Lab 4: perceptron

Prelab:

Download the code for the lab here 

1. Consider the perceptron below, which takes in 4 inputs.

Let’s say the inputs represent the following (with 1=True and 0=False):

  • I1: whether an object is a fruit
  • I2: whether an object is red
  • I3: whether an object is rotten
  • I4: whether an object is a sphere

Suppose we want the output of this perceptron to be 1 if the object is a red fruit that is not rotten, and 0 otherwise

a) What is the logic for the output in terms of I1 to I4? (e.g. I1 OR I2, I3 AND I4)

b) How is the output determined in terms of I1 to I4, w1 to w4, and the threshold θ?

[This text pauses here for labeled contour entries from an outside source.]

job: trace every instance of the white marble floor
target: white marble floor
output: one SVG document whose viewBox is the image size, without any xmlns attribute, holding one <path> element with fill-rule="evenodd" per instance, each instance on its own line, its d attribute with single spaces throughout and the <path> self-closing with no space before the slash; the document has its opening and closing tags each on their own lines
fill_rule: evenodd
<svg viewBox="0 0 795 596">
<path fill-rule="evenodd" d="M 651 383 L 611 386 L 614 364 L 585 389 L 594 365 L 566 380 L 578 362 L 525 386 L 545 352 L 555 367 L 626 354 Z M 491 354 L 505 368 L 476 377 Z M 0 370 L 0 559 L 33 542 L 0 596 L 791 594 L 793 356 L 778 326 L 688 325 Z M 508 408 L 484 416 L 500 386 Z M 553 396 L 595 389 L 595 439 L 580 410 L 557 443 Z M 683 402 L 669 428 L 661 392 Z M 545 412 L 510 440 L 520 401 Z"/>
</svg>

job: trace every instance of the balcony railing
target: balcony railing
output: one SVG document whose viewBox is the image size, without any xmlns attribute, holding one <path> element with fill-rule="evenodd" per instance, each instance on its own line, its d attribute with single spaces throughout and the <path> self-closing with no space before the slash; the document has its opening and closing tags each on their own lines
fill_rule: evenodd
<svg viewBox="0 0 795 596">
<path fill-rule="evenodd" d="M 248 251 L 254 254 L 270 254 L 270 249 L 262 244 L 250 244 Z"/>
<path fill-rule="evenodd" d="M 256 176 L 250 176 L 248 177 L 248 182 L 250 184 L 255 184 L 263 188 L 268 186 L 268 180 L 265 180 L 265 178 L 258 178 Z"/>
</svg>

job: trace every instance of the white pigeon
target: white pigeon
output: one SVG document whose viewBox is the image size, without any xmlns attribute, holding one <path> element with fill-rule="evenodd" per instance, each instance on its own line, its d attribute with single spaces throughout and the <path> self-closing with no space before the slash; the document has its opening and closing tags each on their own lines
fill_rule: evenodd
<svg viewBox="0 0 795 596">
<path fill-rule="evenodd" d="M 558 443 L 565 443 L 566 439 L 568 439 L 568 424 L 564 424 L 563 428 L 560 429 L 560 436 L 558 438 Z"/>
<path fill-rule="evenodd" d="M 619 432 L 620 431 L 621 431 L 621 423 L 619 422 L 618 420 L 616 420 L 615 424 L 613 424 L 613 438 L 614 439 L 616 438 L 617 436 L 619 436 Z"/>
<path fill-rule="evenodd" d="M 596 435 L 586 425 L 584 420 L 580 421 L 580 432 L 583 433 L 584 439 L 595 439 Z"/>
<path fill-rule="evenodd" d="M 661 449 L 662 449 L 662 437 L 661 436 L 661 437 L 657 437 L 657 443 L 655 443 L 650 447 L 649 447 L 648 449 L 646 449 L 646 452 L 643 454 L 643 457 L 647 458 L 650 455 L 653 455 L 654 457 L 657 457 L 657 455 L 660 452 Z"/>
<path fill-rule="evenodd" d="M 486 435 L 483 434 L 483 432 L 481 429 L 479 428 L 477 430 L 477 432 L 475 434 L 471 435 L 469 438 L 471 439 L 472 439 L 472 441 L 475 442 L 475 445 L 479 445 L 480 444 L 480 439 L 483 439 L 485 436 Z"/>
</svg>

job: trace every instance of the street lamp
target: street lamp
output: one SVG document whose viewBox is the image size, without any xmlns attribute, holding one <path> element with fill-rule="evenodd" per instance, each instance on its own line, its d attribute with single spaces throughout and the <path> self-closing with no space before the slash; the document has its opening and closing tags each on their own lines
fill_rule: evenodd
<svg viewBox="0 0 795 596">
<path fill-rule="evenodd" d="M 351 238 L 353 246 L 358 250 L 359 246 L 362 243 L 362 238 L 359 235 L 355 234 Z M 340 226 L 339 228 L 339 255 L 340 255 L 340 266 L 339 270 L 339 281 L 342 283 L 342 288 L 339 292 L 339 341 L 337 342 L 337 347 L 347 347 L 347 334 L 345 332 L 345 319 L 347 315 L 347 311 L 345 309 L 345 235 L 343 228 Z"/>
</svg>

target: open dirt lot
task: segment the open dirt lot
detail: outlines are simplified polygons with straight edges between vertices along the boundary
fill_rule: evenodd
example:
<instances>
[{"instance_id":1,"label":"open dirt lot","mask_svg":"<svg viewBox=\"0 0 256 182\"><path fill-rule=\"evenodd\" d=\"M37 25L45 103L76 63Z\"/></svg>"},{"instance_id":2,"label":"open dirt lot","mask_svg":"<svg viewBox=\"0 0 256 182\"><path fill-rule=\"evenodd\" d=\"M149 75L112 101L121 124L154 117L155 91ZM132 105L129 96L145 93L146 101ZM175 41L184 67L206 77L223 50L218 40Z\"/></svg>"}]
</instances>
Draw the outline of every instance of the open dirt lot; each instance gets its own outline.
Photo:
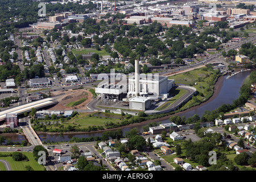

c) Provide a set of values for w1 to w4 that will lead to the desired output

2. What is the perceptron learning rule? Give the formula and a brief description of what it does.

 

Lab:

Part 1: Getting an output from a list of inputs

  • Open the script Perceptron.cs
  • Change learningRate to your desired value. This value can be adjusted later on once you see what the learning looks like
  • Implement GetPerceptronOutput() and show your TA once you are done. Your perceptron should now be able to calculate an output based on a list of inputs.
  • Open the scene Part1ManuallyEntered and press Play. The robot here is supposed to eat red, non-rotten fruits and avoid all other objects. It uses a perceptron to determine whether an object it collides with is the type it should eat.
  • Enter the weights you provided for the prelab and click Move. See if the robot is able to identify the objects properly using the weight entered (the robot will light up as green if the action is correct, and red if the action is incorrect). Adjust the weights if you need to and show your TA once you have successfully finds a combination that results in no error.

 

Part 2: Training setup

Note: part 2.1 and 2.2 can be done independently of one another.

2.1: Implementing Train()

  • Return to the Perceptron.cs script
  • Implement the Train() function and show your TA once you’re done

2.2: Setting up the training track

  • Open the scene Part2Training
  • Open the Prefabs folder in the Project window
  • Drag objects in the Prefabs folder onto the track, lining them in a straight line so the robot can hit them as it moves forward (note: as the track is pretty long, adjusting the z value of objects on the track might be helpful to put them into view).
  • This will be the training set for the robot. When creating the training set, think about what you need to include to ensure the perceptron weights will be adjusted properly after training

2.3: Training and testing

  • Part2Training should now have a full track of objects in a straight line. To start training your robot, simply hit play and let the robot moves through the track. You can see how the weights change as the perceptron is trained.
  • To rerun the training track, simply hit Stop and Play again. The perceptron will start with the weights it ended with in the last run.
  • Once the weights look stable, switch to the scene Part2Testing and hit Play to see if your robot can accurately identifies the red, non-rotten fruits. Show your TA your work once your robot passes the test.
    • If all your implementation is correct and the weights are stable but your robot is still making mistakes during testing, what else can you change to adjust its learning?
  • BONUS: play with the perceptron threshold and learning rate. How does changing either or both of these values affect the perceptron?

 

Postlab:

1. What is the concept of the perceptron based on? What are some similarities and differences between the perceptron and its inspiration?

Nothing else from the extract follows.